Di dalam mobil Andini tiba-tiba merasakan udara yang dingin. Bukan dingin karena AC mobil, tapi dingin karena sikap Bagas yang tiba-tiba berubah diam. Sorot matanya menajam membuat Andini sedikit bergidik.
“Mulai besok kamu tinggal sama aku dan Ratna,” ucap Bagas tiba-tiba.
“Ap – apa Mas? Tinggal dengan kamu dan mba Ratna? Ga bisa mas. Ga bisa.” Ucap Andini menolak Bagas.
“Kenapa?” mata Bagas masih fokus ke depan.
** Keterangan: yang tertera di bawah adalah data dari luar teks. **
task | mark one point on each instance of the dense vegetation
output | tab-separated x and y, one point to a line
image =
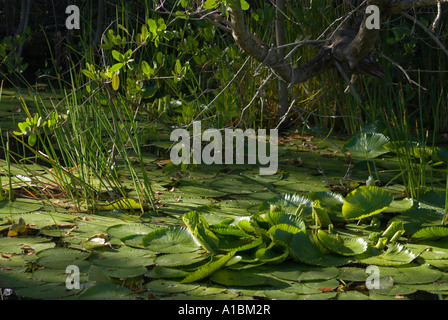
85	177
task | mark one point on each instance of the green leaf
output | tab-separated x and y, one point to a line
275	218
365	201
32	139
274	254
208	269
283	233
89	74
116	67
346	246
200	230
115	81
170	240
303	250
211	4
367	145
118	56
241	278
146	68
244	5
179	259
395	255
168	286
290	203
430	233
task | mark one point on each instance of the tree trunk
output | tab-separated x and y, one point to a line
283	95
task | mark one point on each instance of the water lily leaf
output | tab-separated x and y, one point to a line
58	258
124	272
433	200
367	145
332	202
208	269
303	250
168	286
290	203
122	257
166	272
395	255
275	253
400	205
411	274
235	244
124	230
298	272
240	184
415	219
439	286
19	206
365	201
47	291
275	218
283	233
20	244
170	240
343	245
107	291
430	233
241	278
200	230
179	259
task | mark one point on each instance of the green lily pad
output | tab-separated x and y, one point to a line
400	205
365	201
19	206
59	258
170	240
367	145
395	255
346	246
168	286
124	230
303	250
411	274
290	203
297	272
430	233
179	259
240	184
107	291
416	219
122	257
240	278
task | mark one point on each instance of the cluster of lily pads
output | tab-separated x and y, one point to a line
317	246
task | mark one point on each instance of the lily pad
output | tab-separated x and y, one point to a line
124	230
170	240
395	255
58	258
365	201
303	250
297	272
240	278
346	246
19	206
168	286
179	259
367	145
290	203
430	233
“Dalam satu rumah tidak bisa ada dua ratu mas.” Andini mencoba untuk membuat Bagas paham bahwa tidak mungkin ada dua ratu dalam satu istana
“Aku tidak bisa meninggalkan Ratna!” ujar Bagas dengan suara meninggi.
“Tapi mas bisa ninggalin aku!” kali ini Andini sedikit meninggi nada bicaranya. Ia tak bisa melakukan apa yang diminta Bagas. Dan ia kesal Bagas terlalu membela Ratna.
Bagas segera menginjak rem dalam-dalam, bunyi ban berdecit dan badan keduanya terhentak ke depan.
Bagas berpaling ke Andini dan berkata dengan nada yang juga tak kalah naik, “Dengar Andini, kita menikah karena terpaksa, jadi jangan pernah berharap banyak hal dari pernikahan ini. aku tegaskan mulai besok kau akan ikut aku ke rumah. Kau tidak mungkin mengecewakan orangtuamu kan?” ujar Bagas dengan sedikit mendesis tajam.
Mata Andini mulai berembun saat ia mendengar Bagas mengatakan semuanya.
“Jangan menangis. Aku tak suka melihatnya.” Ucap Bagas kembali fokus ke depan untuk menyetir mobil, membiarkan Andini bergumul dengan perasaannya sendiri.
Andini menatap jendela di sampingnya, air matanya menetes. Tanpa ia tahu hidupnya akan mulai menderita dari sekarang.